But the January 6 committee, the overturning of Roe v. Wade, and the Uvalde school shooting have put stark and frightening issues prominently before the public, and if presented clearly and persistently they have a strong potential to drive voters to the polls—especially younger voters, who were so vital to the Democrats’ midterm gains in 2018, and who now, after Democrats failed to pass their climate agenda, desperately need a reason to turn out. This election must be about safeguarding the country they know and the freedoms and rights they cherish. Democrats from President Biden on down need to present these issues clearly and unapologetically:
If you don’t want a government that can force you to carry an unwanted pregnancy to term—vote!
If you don’t want a government that can deny you contraceptives—vote!!
If you don’t want a government that can tell you with whom you can make love and whom you can marry—vote!!
If you don’t want a government that will do nothing to protect your child from a troubled teenager with an assault rifle—vote!!
If you don’t want a government that can ignore the people’s voice at the polling place—vote!!
If you don’t want a government that will do nothing about rising temperatures and the danger they pose to all of us—vote!
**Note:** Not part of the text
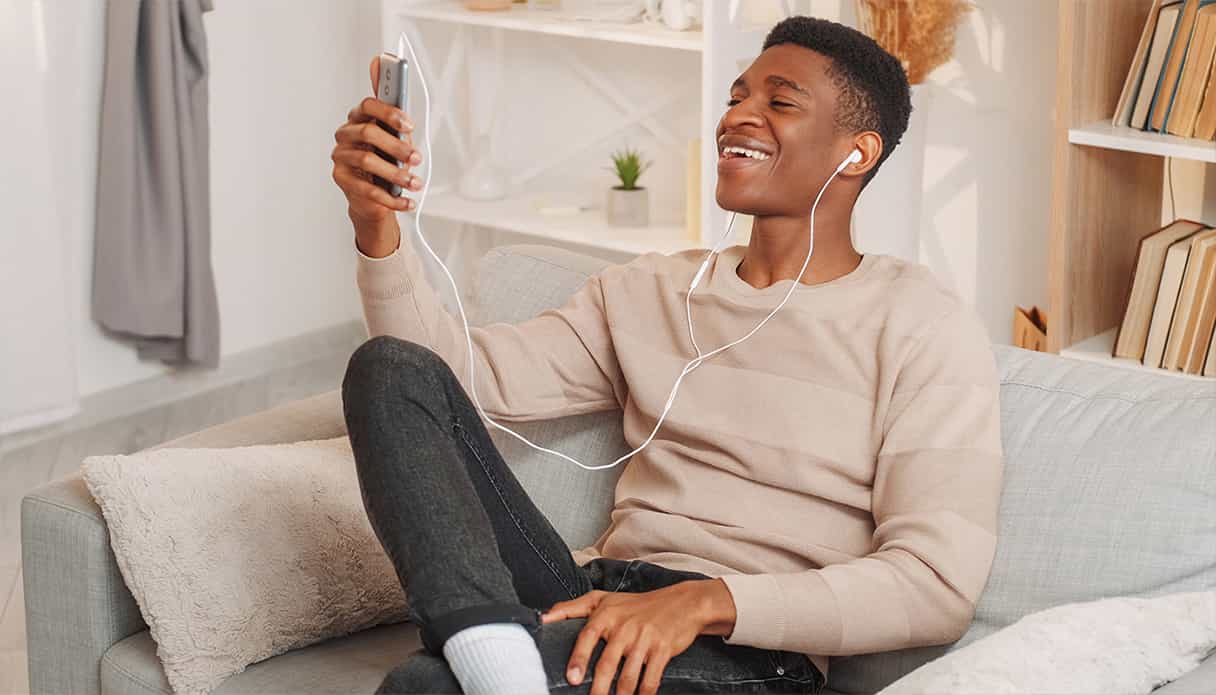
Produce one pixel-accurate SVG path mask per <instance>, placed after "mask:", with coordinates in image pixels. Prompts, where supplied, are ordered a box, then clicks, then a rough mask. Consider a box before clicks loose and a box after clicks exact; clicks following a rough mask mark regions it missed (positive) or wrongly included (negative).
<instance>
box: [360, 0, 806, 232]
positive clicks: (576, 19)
mask: <svg viewBox="0 0 1216 695" xmlns="http://www.w3.org/2000/svg"><path fill="white" fill-rule="evenodd" d="M589 1H592V2H593V1H595V0H589ZM602 1H604V2H607V1H609V0H602ZM676 1H677V0H672V5H671V6H670V7H669V9H668V10H669V12H675V11H676V10H679V9H682V10H685V15H687V16H688V17H689V18H692V19H693V23H692V26H689V27H687V29H686V30H674V29H671V28H669V27H668V26H666V24H665V23H664V22H663V21H662V7H660V13H659V17H658V18H657V19H655V21H646V22H632V23H620V22H607V21H595V22H589V21H579V19H576V18H575V16H574V13H573V12H572V10H575V9H576V7H578V6H580V5H579V2H576V1H575V2H569V4H567V2H563V7H562V11H558V12H553V11H547V10H536V9H534V7H533V6H523V5H520V4H516V5H514V6H513V7H512V9H511V10H510V11H506V12H469V11H467V10H465V9H463V6H462V4H461V1H460V0H381V6H382V17H383V26H382V39H383V41H384V45H385V46H392V45H395V41H396V36H398V34H399V33H400V32H401V30H402V29H404V30H407V32H410V34H411V36H412V38H413V41H415V46H416V49H417V50H418V58H420V61H421V62H422V66H421V68H422V69H423V70H426V74H427V77H428V79H430V80H432V83H430V84H432V94H433V95H435V100H434V106H433V114H432V119H433V122H432V126H433V128H434V132H435V134H437V135H440V136H441V137H437V140H435V142H437V145H435V147H437V149H438V148H443V151H444V153H445V156H446V154H450V156H451V158H452V159H455V162H456V163H457V166H455V168H454V166H451V165H449V166H447V169H446V170H441V169H439V168H437V171H439V176H440V177H446V179H447V180H446V181H433V182H432V186H433V187H432V193H430V197H429V198H428V200H427V205H426V208H424V211H423V214H424V215H430V216H435V217H443V219H447V220H452V221H457V222H461V224H462V225H463V227H462V230H461V232H462V233H463V235H465V236H469V235H472V233H474V231H477V228H478V227H480V228H482V230H480V231H479V233H484V232H485V231H488V230H502V231H510V232H516V233H525V235H530V236H534V237H540V238H545V239H550V241H552V242H558V243H570V244H576V245H580V247H586V248H596V249H603V250H610V252H618V253H636V254H641V253H646V252H652V250H657V252H660V253H672V252H676V250H681V249H686V248H692V247H703V248H708V247H709V245H710V244H713V242H714V241H715V239H716V238H717V236H719V235H721V232H722V228H724V227H725V225H726V220H727V214H726V213H725V211H724V210H721V209H720V208H719V207H717V204H716V199H715V190H716V185H717V170H716V164H717V162H716V157H715V156H714V154H716V148H715V147H714V142H715V130H716V126H717V122H719V119H720V118H721V115H722V112H724V111H725V104H726V101H727V98H728V96H730V94H728V91H730V85H731V81H732V80H733V79H734V78H736V77H737V75H738V74H739V72H741V70H742V69H744V68H745V67H747V64H748V63H749V62H750V61H751V60H754V58H755V57H756V56H758V55H760V47H761V45H762V43H764V36H765V35H766V34H767V32H769V30H770V29H771V28H772V24H773V22H776V21H779V19H781V18H782V17H786V16H789V15H790V13H792V7H793V4H792V2H790V1H789V0H747V1H745V2H744V1H742V0H731V1H726V0H721V1H719V0H713V1H709V2H702V1H696V2H693V4H691V5H689V4H685V5H681V6H680V7H677V6H676V5H675V2H676ZM638 4H640V5H638V6H641V5H642V4H644V0H638ZM582 6H585V4H584V5H582ZM761 10H766V12H764V21H762V22H756V21H754V18H755V16H756V12H759V11H761ZM698 12H699V15H700V17H699V22H698V21H697V17H696V15H697V13H698ZM671 16H672V23H675V24H677V26H683V23H685V21H682V19H679V17H677V16H676V15H671ZM428 22H444V23H446V24H449V28H451V29H452V30H450V32H435V33H434V34H433V35H444V36H450V41H449V40H445V41H443V43H437V41H434V40H429V35H428V34H429V32H423V28H424V24H426V23H428ZM427 28H428V29H429V27H427ZM506 32H518V33H528V34H547V35H552V36H563V38H567V39H575V40H580V39H581V40H584V41H586V40H592V41H602V43H612V44H618V45H626V44H627V45H637V46H653V47H659V49H670V50H677V51H696V52H698V53H700V58H699V61H691V60H688V58H686V57H682V56H680V55H674V56H672V60H663V61H658V63H657V69H655V70H654V77H655V78H660V79H662V78H672V77H674V78H677V79H674V80H671V79H669V80H666V81H669V83H670V84H668V85H664V89H662V90H651V92H652V94H651V95H649V96H646V97H642V96H637V95H636V92H638V91H642V90H625V89H621V86H620V85H618V84H615V80H614V79H613V78H614V75H613V74H612V68H613V64H612V63H610V62H592V61H591V60H589V57H590V56H596V60H597V61H601V60H602V56H603V55H606V51H609V50H612V49H606V50H601V49H598V47H593V46H589V47H587V49H590V50H586V51H580V50H579V49H580V46H579V45H578V41H572V40H568V41H565V43H562V44H558V43H554V44H552V49H553V50H554V51H556V52H557V55H558V56H559V57H558V58H557V62H556V64H559V66H562V67H565V68H568V69H569V72H570V73H572V75H573V77H574V78H576V79H579V81H581V83H582V86H586V87H589V89H590V91H591V92H592V94H593V95H595V96H597V97H602V98H603V100H604V101H606V102H607V104H608V108H615V109H617V111H619V115H617V117H615V119H614V120H612V122H610V125H609V126H608V128H593V126H592V128H589V129H586V130H585V131H582V132H580V134H579V135H578V137H576V139H570V140H569V141H568V142H562V143H561V145H559V146H558V147H556V148H552V147H551V148H547V149H542V151H537V152H536V157H535V158H534V159H530V160H527V162H523V163H520V164H519V165H516V163H510V164H511V165H510V166H508V165H507V164H508V162H506V160H503V162H502V164H503V171H505V173H506V175H507V187H506V188H507V192H506V197H505V198H501V199H497V200H469V199H466V198H463V197H461V196H460V194H457V191H458V182H460V175H461V174H462V173H465V171H467V170H469V168H471V166H473V162H474V160H475V159H477V158H478V153H477V149H478V148H475V147H474V146H473V142H475V140H477V136H478V135H480V134H482V132H485V131H486V130H484V129H482V128H478V125H479V124H478V123H475V120H477V119H483V118H485V117H486V114H494V113H497V112H500V111H501V109H499V108H495V107H496V106H500V104H496V103H492V100H489V97H488V95H489V94H490V92H494V91H496V90H494V89H492V87H491V85H489V84H486V83H488V72H485V70H478V69H474V68H473V66H472V63H475V62H477V60H479V57H480V58H485V57H486V56H489V57H490V61H491V62H492V63H501V61H502V58H505V57H506V56H505V55H503V52H505V51H503V39H502V34H505V33H506ZM423 36H427V38H428V40H423ZM486 38H489V39H490V40H485V39H486ZM428 44H430V45H429V46H428ZM428 49H429V50H430V51H434V50H440V49H441V50H443V51H444V53H443V55H441V56H437V57H440V58H444V60H440V61H439V62H435V61H432V60H430V56H429V51H428ZM703 49H705V50H704V51H703ZM478 53H480V56H478ZM698 64H699V69H698V68H697V67H694V66H698ZM688 69H692V70H693V72H691V73H687V74H685V72H683V70H688ZM466 75H467V77H468V78H469V80H471V83H472V85H471V90H469V95H471V96H472V97H473V98H475V100H478V101H479V107H478V108H477V109H473V111H472V114H473V119H474V123H472V124H471V126H472V128H458V126H457V123H456V117H455V115H454V114H457V113H462V111H461V109H460V108H458V107H457V106H456V104H454V103H451V102H452V95H454V94H456V92H457V91H458V89H460V87H458V86H457V85H460V84H461V80H462V79H463V78H465V77H466ZM497 81H500V83H503V84H506V80H497ZM497 91H500V92H501V89H500V90H497ZM415 94H417V90H415ZM642 94H644V92H642ZM485 100H489V101H490V102H491V103H490V104H489V108H486V103H485ZM688 106H691V107H692V109H693V111H694V112H696V111H697V109H698V107H699V114H698V118H697V124H698V126H697V131H698V132H697V134H698V135H699V136H700V139H702V143H703V147H705V149H704V151H703V153H702V157H700V165H699V169H700V176H699V186H700V194H699V202H694V204H699V211H700V214H699V217H700V225H699V230H698V233H697V235H696V238H694V239H689V238H688V233H687V232H686V230H685V225H683V220H681V219H679V216H677V219H674V220H672V219H668V217H669V216H671V215H669V210H668V209H666V205H665V203H666V200H652V202H653V203H655V210H654V216H655V217H657V219H652V221H651V225H649V226H648V227H644V228H640V230H637V232H636V233H635V232H634V231H631V227H613V226H609V225H608V224H607V216H606V210H604V209H599V208H598V205H597V207H596V208H595V209H590V210H586V209H584V210H581V211H579V213H578V214H572V215H559V216H548V215H542V214H541V213H540V211H537V209H536V207H534V205H531V204H529V200H528V193H525V192H530V190H531V188H530V187H531V186H534V185H536V182H537V180H539V177H540V176H541V175H545V174H548V173H552V171H554V170H556V169H558V168H559V166H563V165H565V164H568V163H569V162H570V160H572V159H574V158H576V157H580V156H582V154H585V153H586V152H587V151H589V149H592V148H595V147H598V146H602V145H603V143H606V142H610V141H612V139H614V137H617V136H619V135H620V134H623V132H625V131H627V130H637V131H644V132H646V136H647V137H651V139H653V141H655V142H657V145H658V147H660V148H662V152H663V153H664V157H666V156H669V154H670V156H674V157H676V158H679V160H683V157H685V153H686V147H687V141H688V137H689V135H692V134H689V132H681V131H680V130H679V128H677V126H676V125H674V120H672V119H670V118H669V114H668V113H664V112H665V111H671V109H679V108H681V107H683V108H687V107H688ZM563 117H564V115H563ZM461 125H463V124H461ZM491 137H494V135H492V134H491ZM657 191H658V188H657ZM592 194H593V196H595V199H596V202H597V203H601V202H602V200H603V198H601V197H599V196H603V193H601V192H598V191H592ZM657 194H658V193H657ZM674 209H676V210H677V209H679V207H674ZM675 215H679V211H675ZM749 220H750V217H748V216H745V215H739V217H738V219H737V220H736V222H734V231H736V238H742V239H743V241H744V242H745V239H747V237H745V235H747V230H748V222H749ZM741 235H742V237H741ZM452 248H454V249H455V248H460V244H454V245H452Z"/></svg>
. . . During the past months the specter of an increasingly autocratic America has raised its head. Voters who cast their ballots for Democrats must be in no doubt about what they are voting for: the freedom to love and marry whom they wish, the freedom to decide when they want to bear children and to keep those children safe from gun violence—and the certainty that they will go on having a real voice in choosing who leads them. They must be reminded that these rights and freedoms are at risk, that a very different future looms. The most important election of our lifetime is coming. The emergency is upon us. If we are truly to meet it, we must first make bold to say so.